Fernando voleva dire che qualche cosa si stava muovendo e che il figlio, comunque volesse chiamare quella cosa coi Solara, avrebbe fatto bene a incoraggiarla. Aveva ragione. Marcello era tornato un paio di giorni dopo con le scarpe di suo nonno da risuolare; poi aveva invitato Rino a fare un giro in macchina; poi gli aveva voluto insegnare come si guidava; poi lo aveva spinto a fare le pratiche per prendere la patente, assumendosi l’onere di farlo esercitare alla guida del suo Millecento. Forse non si trattava di amicizia, ma i Solara sicuramente avevano preso Rino a benvolere.
Lila, tagliata fuori da quella frequentazione che si svolgeva tutta intorno alla calzoleria, dove lei non metteva più piede, sentendone parlare provava, a differenza del padre, una crescente preoccupazione. All’inizio si era ricordata della battaglia dei fuochi d’artificio e aveva pensato: Rino odia troppo i Solara, non può essere che si lasci abbindolare. Poi aveva dovuto constatare che le attenzioni di Marcello stavano seducendo il fratello maggiore ancor più che i suoi genitori.

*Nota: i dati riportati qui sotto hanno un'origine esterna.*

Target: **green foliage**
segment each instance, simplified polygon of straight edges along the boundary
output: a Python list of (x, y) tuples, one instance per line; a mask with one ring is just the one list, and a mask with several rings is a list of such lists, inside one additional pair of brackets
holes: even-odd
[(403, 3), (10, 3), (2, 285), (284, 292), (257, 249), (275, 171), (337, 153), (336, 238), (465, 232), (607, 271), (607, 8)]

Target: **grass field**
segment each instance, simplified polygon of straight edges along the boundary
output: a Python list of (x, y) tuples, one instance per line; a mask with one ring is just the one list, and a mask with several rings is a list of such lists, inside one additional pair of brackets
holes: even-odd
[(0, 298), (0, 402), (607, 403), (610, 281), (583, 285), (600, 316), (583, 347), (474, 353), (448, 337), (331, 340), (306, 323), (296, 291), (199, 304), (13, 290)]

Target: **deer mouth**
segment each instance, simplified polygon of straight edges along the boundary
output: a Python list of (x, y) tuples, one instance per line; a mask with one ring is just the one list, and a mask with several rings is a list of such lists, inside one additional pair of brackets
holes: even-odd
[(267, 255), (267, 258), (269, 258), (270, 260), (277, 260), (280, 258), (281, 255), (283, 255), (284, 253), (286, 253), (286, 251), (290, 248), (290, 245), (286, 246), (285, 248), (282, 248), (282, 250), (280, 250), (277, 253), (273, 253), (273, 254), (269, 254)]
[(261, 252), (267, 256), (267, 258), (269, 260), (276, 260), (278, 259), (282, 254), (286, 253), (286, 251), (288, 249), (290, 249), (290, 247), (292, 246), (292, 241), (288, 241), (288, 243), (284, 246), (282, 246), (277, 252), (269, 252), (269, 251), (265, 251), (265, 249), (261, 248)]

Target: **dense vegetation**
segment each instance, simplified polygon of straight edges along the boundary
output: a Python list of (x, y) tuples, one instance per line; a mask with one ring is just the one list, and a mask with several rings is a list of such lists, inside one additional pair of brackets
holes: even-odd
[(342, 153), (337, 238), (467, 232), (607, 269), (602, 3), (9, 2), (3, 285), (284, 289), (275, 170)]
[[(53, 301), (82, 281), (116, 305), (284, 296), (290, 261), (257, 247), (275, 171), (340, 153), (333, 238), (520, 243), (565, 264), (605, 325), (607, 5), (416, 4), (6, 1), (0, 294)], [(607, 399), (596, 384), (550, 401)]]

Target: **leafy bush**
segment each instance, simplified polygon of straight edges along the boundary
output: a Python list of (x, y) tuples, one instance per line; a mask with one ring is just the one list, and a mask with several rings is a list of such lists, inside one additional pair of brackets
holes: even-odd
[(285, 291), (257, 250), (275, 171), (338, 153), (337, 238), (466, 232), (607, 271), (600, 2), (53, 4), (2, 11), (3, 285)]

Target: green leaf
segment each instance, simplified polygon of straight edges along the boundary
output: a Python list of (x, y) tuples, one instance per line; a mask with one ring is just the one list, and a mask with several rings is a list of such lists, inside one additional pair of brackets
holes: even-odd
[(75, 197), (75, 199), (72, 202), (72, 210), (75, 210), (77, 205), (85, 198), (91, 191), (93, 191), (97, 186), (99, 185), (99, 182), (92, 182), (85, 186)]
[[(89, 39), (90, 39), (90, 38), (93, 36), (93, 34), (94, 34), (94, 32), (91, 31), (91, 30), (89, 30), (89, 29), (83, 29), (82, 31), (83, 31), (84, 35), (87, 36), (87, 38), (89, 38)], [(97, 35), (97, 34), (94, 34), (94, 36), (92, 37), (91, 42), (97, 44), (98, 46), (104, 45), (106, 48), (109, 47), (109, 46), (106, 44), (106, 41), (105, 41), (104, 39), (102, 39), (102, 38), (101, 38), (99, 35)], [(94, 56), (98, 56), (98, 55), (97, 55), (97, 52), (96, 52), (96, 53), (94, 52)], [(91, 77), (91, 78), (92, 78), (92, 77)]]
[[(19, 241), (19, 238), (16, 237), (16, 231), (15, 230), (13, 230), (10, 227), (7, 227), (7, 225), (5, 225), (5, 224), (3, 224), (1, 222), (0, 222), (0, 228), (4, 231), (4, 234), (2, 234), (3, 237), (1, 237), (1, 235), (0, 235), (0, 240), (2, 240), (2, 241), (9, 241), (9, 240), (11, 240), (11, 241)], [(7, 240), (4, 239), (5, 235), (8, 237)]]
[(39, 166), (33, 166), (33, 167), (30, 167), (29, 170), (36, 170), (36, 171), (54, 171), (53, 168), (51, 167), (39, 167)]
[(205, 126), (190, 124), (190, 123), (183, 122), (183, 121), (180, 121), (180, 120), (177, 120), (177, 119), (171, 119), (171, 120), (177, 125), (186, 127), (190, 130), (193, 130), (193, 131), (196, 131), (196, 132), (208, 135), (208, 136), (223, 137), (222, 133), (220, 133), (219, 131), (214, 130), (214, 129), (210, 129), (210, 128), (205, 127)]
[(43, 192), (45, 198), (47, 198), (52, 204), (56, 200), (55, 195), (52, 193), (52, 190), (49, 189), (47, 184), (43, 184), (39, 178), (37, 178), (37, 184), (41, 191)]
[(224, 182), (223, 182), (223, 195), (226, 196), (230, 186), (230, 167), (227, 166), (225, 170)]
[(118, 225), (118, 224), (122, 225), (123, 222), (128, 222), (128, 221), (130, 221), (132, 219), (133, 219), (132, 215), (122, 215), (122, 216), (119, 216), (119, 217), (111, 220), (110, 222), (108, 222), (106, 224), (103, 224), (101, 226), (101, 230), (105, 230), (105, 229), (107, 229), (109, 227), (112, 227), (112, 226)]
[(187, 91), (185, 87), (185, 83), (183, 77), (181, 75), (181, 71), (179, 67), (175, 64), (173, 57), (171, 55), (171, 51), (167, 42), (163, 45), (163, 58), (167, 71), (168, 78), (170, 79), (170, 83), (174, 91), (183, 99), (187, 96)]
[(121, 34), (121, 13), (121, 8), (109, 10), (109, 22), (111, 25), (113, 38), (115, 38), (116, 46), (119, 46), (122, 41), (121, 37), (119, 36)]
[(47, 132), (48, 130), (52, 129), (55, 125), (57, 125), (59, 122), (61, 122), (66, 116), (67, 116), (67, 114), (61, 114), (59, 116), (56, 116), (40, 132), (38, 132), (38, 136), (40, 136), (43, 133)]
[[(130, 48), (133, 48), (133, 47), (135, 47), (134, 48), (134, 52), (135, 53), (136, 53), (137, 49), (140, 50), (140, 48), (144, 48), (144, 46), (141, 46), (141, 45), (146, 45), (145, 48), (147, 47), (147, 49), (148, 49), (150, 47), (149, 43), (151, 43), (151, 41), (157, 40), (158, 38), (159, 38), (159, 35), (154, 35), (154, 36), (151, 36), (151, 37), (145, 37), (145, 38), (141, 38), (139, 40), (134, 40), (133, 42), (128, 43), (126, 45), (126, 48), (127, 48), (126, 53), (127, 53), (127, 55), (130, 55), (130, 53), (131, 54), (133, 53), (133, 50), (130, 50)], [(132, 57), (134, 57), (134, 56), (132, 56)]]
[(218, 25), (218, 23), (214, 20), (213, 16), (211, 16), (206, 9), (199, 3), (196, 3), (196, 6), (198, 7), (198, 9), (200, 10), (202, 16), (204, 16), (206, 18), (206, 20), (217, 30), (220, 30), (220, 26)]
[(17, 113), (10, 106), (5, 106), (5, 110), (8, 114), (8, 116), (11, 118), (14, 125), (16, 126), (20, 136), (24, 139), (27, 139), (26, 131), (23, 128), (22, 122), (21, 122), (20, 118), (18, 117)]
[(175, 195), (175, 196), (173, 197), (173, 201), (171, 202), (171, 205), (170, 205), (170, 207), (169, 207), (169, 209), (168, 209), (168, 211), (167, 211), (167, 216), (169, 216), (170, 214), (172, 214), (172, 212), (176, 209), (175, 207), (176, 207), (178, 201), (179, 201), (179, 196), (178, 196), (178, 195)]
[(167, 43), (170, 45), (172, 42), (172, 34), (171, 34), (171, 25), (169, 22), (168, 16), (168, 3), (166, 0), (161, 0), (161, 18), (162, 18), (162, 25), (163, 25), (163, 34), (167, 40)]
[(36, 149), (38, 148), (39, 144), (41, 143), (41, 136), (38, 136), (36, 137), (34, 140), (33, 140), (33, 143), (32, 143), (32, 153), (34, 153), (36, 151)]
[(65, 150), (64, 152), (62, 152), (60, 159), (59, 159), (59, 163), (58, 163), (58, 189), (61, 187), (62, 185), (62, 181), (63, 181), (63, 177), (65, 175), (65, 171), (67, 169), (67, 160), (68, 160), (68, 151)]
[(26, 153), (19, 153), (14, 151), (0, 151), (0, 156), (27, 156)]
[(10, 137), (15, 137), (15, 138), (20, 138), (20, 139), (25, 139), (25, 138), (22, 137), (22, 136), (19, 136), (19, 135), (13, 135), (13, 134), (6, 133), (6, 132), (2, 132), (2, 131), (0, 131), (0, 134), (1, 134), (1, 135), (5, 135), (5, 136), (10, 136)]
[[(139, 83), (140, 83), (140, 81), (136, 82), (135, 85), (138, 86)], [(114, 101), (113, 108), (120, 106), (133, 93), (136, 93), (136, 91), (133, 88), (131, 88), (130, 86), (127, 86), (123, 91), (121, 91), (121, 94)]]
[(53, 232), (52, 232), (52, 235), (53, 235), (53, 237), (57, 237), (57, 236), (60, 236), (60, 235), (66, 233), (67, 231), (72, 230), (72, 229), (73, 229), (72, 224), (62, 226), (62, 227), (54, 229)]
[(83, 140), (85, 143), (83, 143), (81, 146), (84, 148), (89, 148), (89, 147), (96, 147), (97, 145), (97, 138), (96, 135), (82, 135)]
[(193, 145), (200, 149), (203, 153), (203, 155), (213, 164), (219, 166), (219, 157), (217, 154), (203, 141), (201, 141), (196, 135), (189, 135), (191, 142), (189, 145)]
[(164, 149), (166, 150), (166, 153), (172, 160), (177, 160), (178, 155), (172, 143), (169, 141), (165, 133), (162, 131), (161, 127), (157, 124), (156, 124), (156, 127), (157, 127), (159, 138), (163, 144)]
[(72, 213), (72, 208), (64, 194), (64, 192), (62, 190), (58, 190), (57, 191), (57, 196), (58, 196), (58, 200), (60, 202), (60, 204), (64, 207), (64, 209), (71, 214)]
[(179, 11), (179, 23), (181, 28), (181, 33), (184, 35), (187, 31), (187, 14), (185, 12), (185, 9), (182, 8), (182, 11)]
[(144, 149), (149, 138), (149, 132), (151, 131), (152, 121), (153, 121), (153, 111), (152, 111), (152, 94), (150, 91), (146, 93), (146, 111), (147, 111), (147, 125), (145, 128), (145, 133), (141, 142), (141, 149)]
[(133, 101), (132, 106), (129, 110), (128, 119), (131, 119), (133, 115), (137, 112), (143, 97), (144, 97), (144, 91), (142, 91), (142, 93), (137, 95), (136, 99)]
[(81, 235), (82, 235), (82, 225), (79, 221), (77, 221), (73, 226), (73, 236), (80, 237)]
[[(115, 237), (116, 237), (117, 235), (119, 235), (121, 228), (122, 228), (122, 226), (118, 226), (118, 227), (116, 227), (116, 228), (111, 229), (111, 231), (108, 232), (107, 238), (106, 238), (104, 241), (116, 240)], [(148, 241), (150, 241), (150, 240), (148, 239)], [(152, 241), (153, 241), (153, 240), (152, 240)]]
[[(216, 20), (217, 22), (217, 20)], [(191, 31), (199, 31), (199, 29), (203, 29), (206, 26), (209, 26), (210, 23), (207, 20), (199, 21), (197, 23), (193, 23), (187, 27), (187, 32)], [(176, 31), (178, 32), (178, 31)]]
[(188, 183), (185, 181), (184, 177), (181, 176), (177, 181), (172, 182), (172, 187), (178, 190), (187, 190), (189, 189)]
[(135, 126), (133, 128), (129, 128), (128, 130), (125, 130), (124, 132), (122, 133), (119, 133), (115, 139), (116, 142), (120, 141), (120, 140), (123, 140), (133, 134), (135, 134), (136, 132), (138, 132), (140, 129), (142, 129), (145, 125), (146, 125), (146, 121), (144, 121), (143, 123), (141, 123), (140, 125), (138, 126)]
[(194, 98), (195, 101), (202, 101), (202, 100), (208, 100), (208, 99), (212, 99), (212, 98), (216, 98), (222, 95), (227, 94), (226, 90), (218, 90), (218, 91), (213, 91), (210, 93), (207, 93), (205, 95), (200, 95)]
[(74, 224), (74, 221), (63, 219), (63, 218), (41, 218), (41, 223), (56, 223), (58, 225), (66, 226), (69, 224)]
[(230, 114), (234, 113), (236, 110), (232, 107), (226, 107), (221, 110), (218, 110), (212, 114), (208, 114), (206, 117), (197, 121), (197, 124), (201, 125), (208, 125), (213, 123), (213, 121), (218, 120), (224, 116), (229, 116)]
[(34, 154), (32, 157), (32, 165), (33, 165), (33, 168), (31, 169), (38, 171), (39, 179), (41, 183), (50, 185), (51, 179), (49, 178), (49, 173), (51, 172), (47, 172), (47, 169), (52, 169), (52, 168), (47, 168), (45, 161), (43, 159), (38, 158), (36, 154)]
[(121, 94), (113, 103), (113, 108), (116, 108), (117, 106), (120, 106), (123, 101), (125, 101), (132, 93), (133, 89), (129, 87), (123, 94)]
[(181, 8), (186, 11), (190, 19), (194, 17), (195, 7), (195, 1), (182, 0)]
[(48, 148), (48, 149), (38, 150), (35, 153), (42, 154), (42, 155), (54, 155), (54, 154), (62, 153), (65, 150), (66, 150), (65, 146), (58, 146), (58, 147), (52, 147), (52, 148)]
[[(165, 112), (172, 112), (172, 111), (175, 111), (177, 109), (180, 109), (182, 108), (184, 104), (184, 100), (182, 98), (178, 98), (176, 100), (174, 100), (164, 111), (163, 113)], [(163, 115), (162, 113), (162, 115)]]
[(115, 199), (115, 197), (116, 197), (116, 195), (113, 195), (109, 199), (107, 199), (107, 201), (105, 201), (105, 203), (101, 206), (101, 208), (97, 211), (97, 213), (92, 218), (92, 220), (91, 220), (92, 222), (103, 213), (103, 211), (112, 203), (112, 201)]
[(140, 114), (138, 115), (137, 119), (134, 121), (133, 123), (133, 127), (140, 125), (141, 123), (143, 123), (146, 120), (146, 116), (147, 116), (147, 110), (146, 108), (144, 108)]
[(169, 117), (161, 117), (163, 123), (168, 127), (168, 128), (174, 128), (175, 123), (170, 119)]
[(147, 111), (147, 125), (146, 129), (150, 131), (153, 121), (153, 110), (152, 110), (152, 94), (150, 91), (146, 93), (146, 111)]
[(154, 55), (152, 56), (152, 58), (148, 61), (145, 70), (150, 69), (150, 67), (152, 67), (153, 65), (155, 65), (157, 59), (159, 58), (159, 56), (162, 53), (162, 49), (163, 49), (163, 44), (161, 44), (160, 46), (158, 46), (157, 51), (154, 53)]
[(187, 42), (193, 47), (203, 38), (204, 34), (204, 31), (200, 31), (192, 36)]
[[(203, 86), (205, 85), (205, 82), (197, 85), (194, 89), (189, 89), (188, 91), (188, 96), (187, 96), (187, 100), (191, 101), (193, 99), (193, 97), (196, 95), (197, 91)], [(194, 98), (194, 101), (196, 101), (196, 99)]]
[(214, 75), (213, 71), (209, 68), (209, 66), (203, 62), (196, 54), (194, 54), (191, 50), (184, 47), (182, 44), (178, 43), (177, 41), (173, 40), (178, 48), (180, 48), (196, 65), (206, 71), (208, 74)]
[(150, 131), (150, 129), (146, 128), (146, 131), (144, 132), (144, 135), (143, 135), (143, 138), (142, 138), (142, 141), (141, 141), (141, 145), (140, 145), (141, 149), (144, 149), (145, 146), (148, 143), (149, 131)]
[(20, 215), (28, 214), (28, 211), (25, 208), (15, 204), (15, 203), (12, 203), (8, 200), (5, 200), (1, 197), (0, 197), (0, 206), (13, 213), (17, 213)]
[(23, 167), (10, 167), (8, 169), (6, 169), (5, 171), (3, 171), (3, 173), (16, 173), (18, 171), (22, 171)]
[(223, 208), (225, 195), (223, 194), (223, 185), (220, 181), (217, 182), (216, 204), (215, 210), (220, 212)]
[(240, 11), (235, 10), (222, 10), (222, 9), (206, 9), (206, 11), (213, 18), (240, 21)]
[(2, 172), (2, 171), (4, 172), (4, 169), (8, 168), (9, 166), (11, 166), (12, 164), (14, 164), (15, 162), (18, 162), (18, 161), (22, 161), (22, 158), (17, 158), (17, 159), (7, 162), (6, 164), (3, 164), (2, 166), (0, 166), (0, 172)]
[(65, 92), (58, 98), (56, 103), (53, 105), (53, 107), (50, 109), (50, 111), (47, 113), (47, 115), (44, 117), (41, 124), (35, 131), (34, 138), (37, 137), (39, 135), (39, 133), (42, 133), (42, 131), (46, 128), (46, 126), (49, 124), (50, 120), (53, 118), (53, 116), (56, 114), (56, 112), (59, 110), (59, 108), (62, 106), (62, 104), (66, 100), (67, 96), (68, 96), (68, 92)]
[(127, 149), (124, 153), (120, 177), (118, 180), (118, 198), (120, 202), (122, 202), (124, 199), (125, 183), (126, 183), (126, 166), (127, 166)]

Conosceva ormai la fragilità di Rino, ma si arrabbiava ugualmente per come i Solara gli stavano entrando nella testa, facendone una specie di scimmiotto contento.
«Che c’è di male?» le obiettai una volta.
«Sono pericolosi».
«Qui è pericoloso tutto».
«Hai visto Michele cosa ha preso dall’automobile, a piazza dei Martiri?».
«No».
«Una sbarra di ferro».
«Gli altri avevano i bastoni».
«Tu non ci vedi, Lenù, ma la sbarra era tutta affilata in punta: volendo gliela poteva ficcare in petto, a uno di quelli, o nello stomaco».
«Be’, tu hai minacciato Marcello col trincetto».
A quel punto s’indispettì, disse che non capivo. E probabilmente era vero.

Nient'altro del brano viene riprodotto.